A la entrada de la ciudad, en un ancestral cruce de viejos caminos caravaneros, junto a una fuente con agua abundante para las bestias, en el lugar en el que se habría edificado el caravasar en cualquier aldea centroasiática, encontramos hoy una cafetería que lleva el nombre de nuestra querida región. La regentan hombres y mujeres de ojos rasgados y leves pómulos que bien podrían haber nacido en cualquiera de las ciudades oasis que jalonan las dos rutas que circunvalan el peligroso desierto del Taklamakán. Miembros tal vez de la legendaria expedición enviada por el emperador Wu Di a los reinos de poniente, comandada por el bravo Zhang Qian, que decidieron no retornar a China continuando su camino hacia el oeste en busca de un negocio rentable que traspasar.

En la terraza, hombres de tez oscura y mirada torva cuchichean en árabe o en dialecto rifeño delante de sus tazas de café con leche y sus vasos de refrescos azucarados. Quizá sean comerciantes bereberes que cubren la vieja ruta caravanera de Tombuctú u oficiales de la Guardia Mora de Franco matando el tiempo antes de acompañar a su amado Caudillo hasta su puesto de mando en los montes de Gandesa. En otra mesa un grupo de fornidos cosacos del Don ríen estruendosamente mientras beben cerveza tras cerveza. Han cabalgado durante semanas a través de la estepa rusa y solo quieren descansar junto al Ebro apacible. Tres o cuatro silenciosos subsaharianos se mimetizan con la sombra que produce una enorme adelfa. Quieren pasar desapercibidos. ¿Y si se trata de prófugos de la justicia? ¿Y si han protagonizado un motín en el barco que les llevaba de Cádiz a Cuba y han escapado a la Península? ¿Y si son algunos de los soldados afroamericanos de la Brigada Lincoln dispuestos a defender con su vida los últimos intereses de la República? Dos hombres ataviados con el vistoso salwar kameez color lino, atraviesan la plaza en silencio. Son altos y fornidos, caminan elegantemente, su piel es oscura y su pelo engominado brilla bajo el sol ardiente de julio. Podrían haber servido en los ejércitos imperiales de Su Majestad a las órdenes del mismísimo lord Curzon o capitaneado una banda de bandidos en las montañas de Waziristán.

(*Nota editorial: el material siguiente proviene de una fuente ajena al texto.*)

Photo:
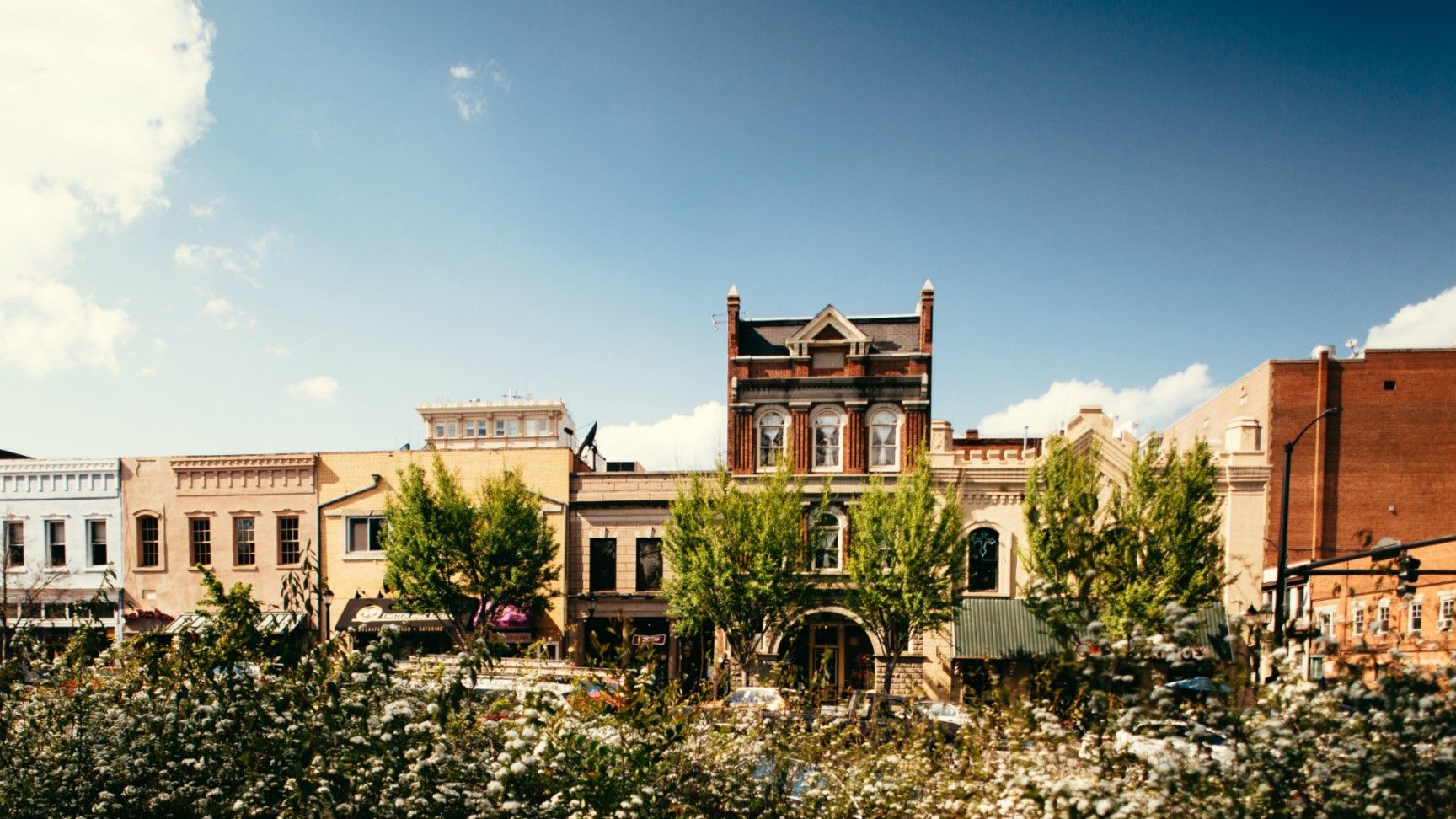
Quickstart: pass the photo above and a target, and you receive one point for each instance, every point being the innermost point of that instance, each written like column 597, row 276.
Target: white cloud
column 318, row 388
column 96, row 98
column 222, row 311
column 240, row 264
column 679, row 442
column 1427, row 324
column 1165, row 401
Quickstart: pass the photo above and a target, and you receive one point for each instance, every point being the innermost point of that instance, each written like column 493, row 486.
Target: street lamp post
column 1282, row 573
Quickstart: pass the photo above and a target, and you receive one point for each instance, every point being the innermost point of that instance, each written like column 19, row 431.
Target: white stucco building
column 62, row 533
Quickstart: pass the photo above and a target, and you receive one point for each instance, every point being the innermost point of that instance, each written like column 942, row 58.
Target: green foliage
column 466, row 557
column 734, row 557
column 1154, row 543
column 902, row 559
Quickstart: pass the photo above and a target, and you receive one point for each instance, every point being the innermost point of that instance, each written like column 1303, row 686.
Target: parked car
column 1154, row 741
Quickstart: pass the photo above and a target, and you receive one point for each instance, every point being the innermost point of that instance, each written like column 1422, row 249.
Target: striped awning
column 1004, row 629
column 270, row 623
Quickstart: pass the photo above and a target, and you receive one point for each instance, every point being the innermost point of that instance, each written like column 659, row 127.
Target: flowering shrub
column 204, row 731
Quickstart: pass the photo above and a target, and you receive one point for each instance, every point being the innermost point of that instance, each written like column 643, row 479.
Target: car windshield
column 752, row 697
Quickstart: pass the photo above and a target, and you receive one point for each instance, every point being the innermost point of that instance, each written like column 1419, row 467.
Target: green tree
column 736, row 559
column 462, row 557
column 903, row 549
column 1155, row 541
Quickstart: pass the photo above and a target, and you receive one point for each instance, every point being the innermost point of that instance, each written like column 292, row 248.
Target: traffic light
column 1407, row 576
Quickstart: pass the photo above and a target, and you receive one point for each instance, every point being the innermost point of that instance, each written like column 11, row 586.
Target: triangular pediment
column 829, row 327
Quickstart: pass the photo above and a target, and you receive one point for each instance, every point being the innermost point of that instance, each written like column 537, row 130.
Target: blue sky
column 278, row 226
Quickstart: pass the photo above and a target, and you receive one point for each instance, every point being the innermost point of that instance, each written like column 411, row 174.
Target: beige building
column 249, row 517
column 351, row 507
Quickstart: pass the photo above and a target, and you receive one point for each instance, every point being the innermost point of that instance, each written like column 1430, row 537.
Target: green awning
column 1004, row 629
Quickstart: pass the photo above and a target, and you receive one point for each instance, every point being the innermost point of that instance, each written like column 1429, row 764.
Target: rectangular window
column 364, row 533
column 245, row 545
column 96, row 538
column 650, row 565
column 147, row 538
column 289, row 551
column 15, row 543
column 56, row 541
column 200, row 541
column 603, row 565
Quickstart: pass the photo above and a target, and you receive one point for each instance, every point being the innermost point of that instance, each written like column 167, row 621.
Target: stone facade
column 62, row 533
column 354, row 565
column 248, row 517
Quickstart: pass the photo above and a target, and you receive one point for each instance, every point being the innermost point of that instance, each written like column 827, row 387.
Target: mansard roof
column 792, row 335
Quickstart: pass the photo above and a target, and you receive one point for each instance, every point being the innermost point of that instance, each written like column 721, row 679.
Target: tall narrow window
column 984, row 561
column 56, row 541
column 770, row 439
column 15, row 543
column 884, row 441
column 827, row 543
column 96, row 543
column 289, row 551
column 826, row 441
column 149, row 554
column 650, row 565
column 245, row 543
column 603, row 565
column 200, row 541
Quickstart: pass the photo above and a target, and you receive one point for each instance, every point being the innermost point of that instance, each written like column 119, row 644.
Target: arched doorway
column 830, row 653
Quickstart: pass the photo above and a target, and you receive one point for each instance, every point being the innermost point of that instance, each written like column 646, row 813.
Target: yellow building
column 351, row 509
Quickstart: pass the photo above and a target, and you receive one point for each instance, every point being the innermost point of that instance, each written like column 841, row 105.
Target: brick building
column 1379, row 468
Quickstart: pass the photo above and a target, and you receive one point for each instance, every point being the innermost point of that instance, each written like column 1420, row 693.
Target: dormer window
column 884, row 441
column 827, row 436
column 770, row 439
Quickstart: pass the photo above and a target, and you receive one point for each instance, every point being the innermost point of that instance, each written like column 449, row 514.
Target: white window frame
column 839, row 541
column 348, row 535
column 816, row 423
column 896, row 435
column 785, row 431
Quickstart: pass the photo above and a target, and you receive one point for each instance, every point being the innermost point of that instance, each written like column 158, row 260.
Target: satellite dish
column 587, row 442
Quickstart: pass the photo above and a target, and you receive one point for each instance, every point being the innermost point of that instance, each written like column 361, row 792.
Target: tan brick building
column 249, row 517
column 353, row 559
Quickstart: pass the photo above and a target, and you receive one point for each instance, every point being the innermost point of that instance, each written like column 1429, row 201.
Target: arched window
column 770, row 437
column 884, row 439
column 984, row 561
column 827, row 426
column 829, row 543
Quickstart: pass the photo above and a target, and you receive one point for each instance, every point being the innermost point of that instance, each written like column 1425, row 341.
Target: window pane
column 98, row 543
column 650, row 565
column 603, row 565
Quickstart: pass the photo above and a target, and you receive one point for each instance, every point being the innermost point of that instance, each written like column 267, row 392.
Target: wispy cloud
column 208, row 210
column 1165, row 401
column 468, row 88
column 1427, row 324
column 242, row 264
column 222, row 311
column 679, row 442
column 316, row 388
column 99, row 101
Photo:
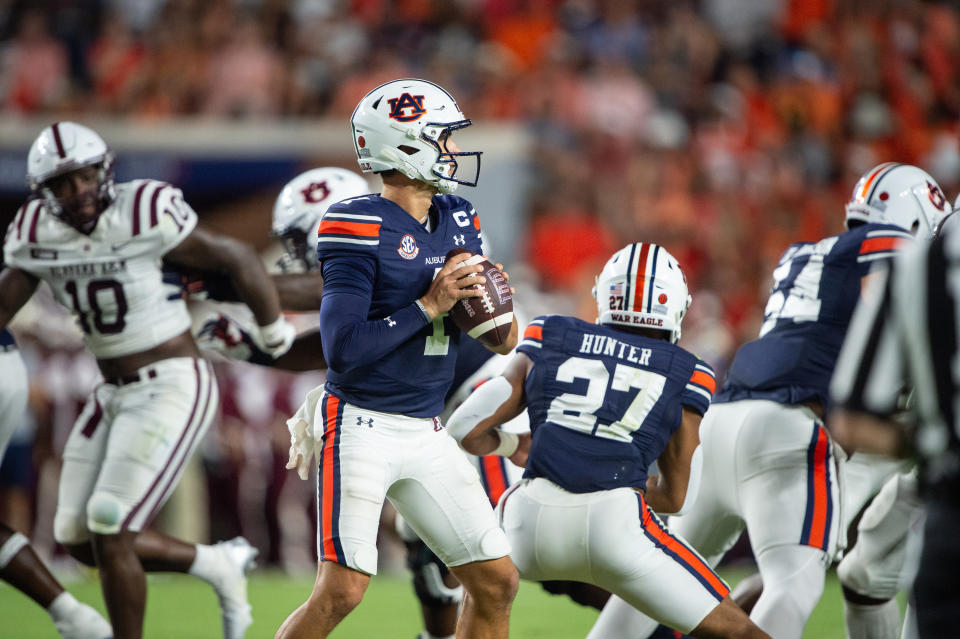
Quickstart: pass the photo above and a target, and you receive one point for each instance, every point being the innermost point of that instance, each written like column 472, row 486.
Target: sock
column 872, row 622
column 207, row 564
column 11, row 547
column 63, row 607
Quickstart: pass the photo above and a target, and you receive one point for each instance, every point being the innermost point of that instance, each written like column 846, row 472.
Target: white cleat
column 239, row 559
column 87, row 623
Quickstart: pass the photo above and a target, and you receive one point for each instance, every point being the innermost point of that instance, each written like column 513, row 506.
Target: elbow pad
column 481, row 404
column 693, row 484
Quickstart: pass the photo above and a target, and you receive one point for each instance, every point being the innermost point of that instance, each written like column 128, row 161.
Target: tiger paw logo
column 406, row 108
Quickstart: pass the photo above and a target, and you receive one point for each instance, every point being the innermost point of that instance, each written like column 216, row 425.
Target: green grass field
column 181, row 607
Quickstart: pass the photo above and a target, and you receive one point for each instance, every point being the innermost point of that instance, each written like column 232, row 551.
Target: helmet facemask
column 68, row 209
column 298, row 256
column 901, row 195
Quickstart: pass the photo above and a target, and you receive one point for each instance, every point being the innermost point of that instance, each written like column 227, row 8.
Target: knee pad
column 793, row 579
column 11, row 547
column 70, row 528
column 428, row 573
column 105, row 514
column 876, row 563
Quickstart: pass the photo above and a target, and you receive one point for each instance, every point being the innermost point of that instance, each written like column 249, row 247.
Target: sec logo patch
column 408, row 247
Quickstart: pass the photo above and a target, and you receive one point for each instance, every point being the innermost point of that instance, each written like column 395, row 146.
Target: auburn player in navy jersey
column 605, row 401
column 391, row 352
column 769, row 464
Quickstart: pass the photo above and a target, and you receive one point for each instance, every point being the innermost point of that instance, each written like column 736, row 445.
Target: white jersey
column 111, row 279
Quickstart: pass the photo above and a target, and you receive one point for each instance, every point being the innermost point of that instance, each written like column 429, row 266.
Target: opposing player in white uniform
column 98, row 245
column 19, row 564
column 605, row 401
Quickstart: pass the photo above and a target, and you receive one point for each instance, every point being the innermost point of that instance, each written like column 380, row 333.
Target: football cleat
column 238, row 560
column 86, row 624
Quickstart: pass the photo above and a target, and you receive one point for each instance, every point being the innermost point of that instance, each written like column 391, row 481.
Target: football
column 487, row 318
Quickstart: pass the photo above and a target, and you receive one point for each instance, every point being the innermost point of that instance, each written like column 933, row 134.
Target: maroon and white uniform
column 129, row 445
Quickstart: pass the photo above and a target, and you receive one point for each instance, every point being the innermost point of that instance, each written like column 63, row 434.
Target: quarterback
column 391, row 353
column 98, row 245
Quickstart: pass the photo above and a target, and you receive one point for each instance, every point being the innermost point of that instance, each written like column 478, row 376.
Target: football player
column 19, row 564
column 605, row 401
column 391, row 354
column 769, row 464
column 296, row 216
column 98, row 245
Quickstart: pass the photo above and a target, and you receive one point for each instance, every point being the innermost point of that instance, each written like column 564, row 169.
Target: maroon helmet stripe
column 57, row 140
column 32, row 236
column 18, row 221
column 153, row 205
column 136, row 208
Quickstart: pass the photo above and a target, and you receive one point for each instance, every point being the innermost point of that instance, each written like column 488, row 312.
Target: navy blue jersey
column 603, row 402
column 816, row 288
column 376, row 261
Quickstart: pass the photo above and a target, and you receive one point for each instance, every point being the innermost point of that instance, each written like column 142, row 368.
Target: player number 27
column 579, row 412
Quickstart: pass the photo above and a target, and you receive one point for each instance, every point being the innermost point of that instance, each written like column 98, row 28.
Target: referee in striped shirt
column 904, row 340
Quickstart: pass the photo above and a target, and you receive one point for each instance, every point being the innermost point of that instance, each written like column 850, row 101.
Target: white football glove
column 223, row 334
column 302, row 447
column 275, row 339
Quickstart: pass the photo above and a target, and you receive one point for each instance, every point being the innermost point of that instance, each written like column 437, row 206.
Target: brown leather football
column 487, row 318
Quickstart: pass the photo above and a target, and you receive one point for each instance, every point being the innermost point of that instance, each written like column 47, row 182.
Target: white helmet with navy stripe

Bien visto, quizá no sean más que pacíficos comerciantes de baratijas en el mercado de Lahore, Quetta o Rawalpindi.

Una pareja de ancianos descansa en uno de los bancos de la plaza. Tienen hora con el médico y llegar hasta allí, desde casa, les ha fatigado un poco. Como siempre, se han ido encontrando con un montón de gente conocida por la calle y, entre parada y parada, casi se les ha pasado la mañana. Esperarán unos minutos, a la sombra, hasta conseguir recuperar las fuerzas. Luego subirán las escaleras del Ambulatorio. Ni ellos ni los demás usuarios del viejo edificio, ni los conductores que circunvalan la rotonda ni ninguna de las demás caspolinas y caspolinos que ese día frecuenten la plaza, serán conscientes de que ahí afuera, en esa cafetería, bajo esos árboles, en esas aceras, se encuentran algunas de esas misteriosas “gentes de Tubal” que según la leyenda fundaron Caspe. Tanto hemos invocado su difuso recuerdo que, al final, han decidido venir a reclamar lo suyo.